Who is defaulting more?
When you do not calculate or care about the consequence of your action, the chances of making mistakes are higher. "The age group between 25-35 have the highest propensity for defaults," says Kumar. Even among this lot, first-time users of the credit are most vulnerable when it comes to making borrowing and repayment-related mistakes.
"Our study shows that delinquency for this segment (age group of 22-25 years) is slightly higher than the rest of millennials. Since the total exposure and ticket size are very low, it does not pose any risk to the overall industry. However, defaults by these customers could impact their ability to borrow in the future," says Singhal. So, if you are a young first-time borrower you must be cautious before you borrow.
Which default is more damaging?
Loans are basically of two types - one is secured loan in which the lender takes some collateral, which he can liquidate in case of non-payments and second is unsecured loan, which is given without any such collateral. Though all defaults hamper your credit report adversely, the extent of the impact may differ.

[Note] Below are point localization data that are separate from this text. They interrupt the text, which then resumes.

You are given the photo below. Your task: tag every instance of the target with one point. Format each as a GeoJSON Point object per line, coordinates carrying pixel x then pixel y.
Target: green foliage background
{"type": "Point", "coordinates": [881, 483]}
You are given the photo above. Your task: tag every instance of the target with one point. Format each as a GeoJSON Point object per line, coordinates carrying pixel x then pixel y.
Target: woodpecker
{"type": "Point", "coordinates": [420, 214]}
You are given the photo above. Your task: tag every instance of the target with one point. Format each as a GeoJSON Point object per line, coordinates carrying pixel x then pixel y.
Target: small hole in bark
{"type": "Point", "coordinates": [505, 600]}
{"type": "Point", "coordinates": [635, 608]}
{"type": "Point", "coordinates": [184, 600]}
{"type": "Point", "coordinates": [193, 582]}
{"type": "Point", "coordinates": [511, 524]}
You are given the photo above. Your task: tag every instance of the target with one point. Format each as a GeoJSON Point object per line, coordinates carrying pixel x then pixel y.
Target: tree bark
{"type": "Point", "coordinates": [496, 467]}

"Secured loan defaults affect an individual's credit health way more than unsecured loan defaults," says Kumar. So, if you have car loan, home loan or loan against any financial security, you must be extremely cautious in borrowing so that you do not borrow beyond your means.

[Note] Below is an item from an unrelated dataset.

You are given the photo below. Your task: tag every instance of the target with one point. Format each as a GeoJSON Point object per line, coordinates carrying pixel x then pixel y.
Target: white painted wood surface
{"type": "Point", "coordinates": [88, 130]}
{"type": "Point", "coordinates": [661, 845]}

"We observe that in an event of stress, a consumer would default on an unsecured product first - while protecting one's secured asset. Hence, a consumer who is defaulting on secured assets would normally be in deeper stress, so the impact on score will be corresponding. Also, secured loan defaults tend to be of a higher amount, further amplifying the impact," says Singhal. Therefore, if you make any default on your home or auto loan, it may severely impact your credit score.
How to make sure you have clean credit history
Being aware of the consequences of irresponsible borrowing is a must for keeping your credit history clean. The first thing you should do is to take only than much amount of loan, which you are confident about repaying. Once you have taken loans, you should be sincere about repayments.
"There is a need for discipline in their repayment habits. Some of these defaults may just be due to lack of disciplined payments. Hence, it is best to give standing instruction for the repayment of loans," says Singhal.
Keeping a regular track of your credit report is also a good way of ensuring that you do not have any negative surprises later on. "Regularly checking your report can help prevent potential damage occurring as a result of incorrect credit entries. It also helps you understand how you can boost your credit health and improve your chances of approval for loans or credit cards in the future," says Kumar.
In case of any deviation, it will help you take timely corrective action so that the damage is limited. "Your credit report also provides a summary of the institutions that have accessed your information. It is a way to check any unauthorised access to your report. As a consumer, if you miss a payment, there are ways to build up and improve your score by working on key factors such as credit utilisation that impacts your score," says Singhal.
Regular check of your credit report ensures that there is accuracy in it. "Consumers should stay on top of the report and ensure all information is reported correctly by their financial institutions, which could adversely affect their score. Being aware of your score enables you to access credit and will help you avoid surprises when you apply for a credit product," says Singhal.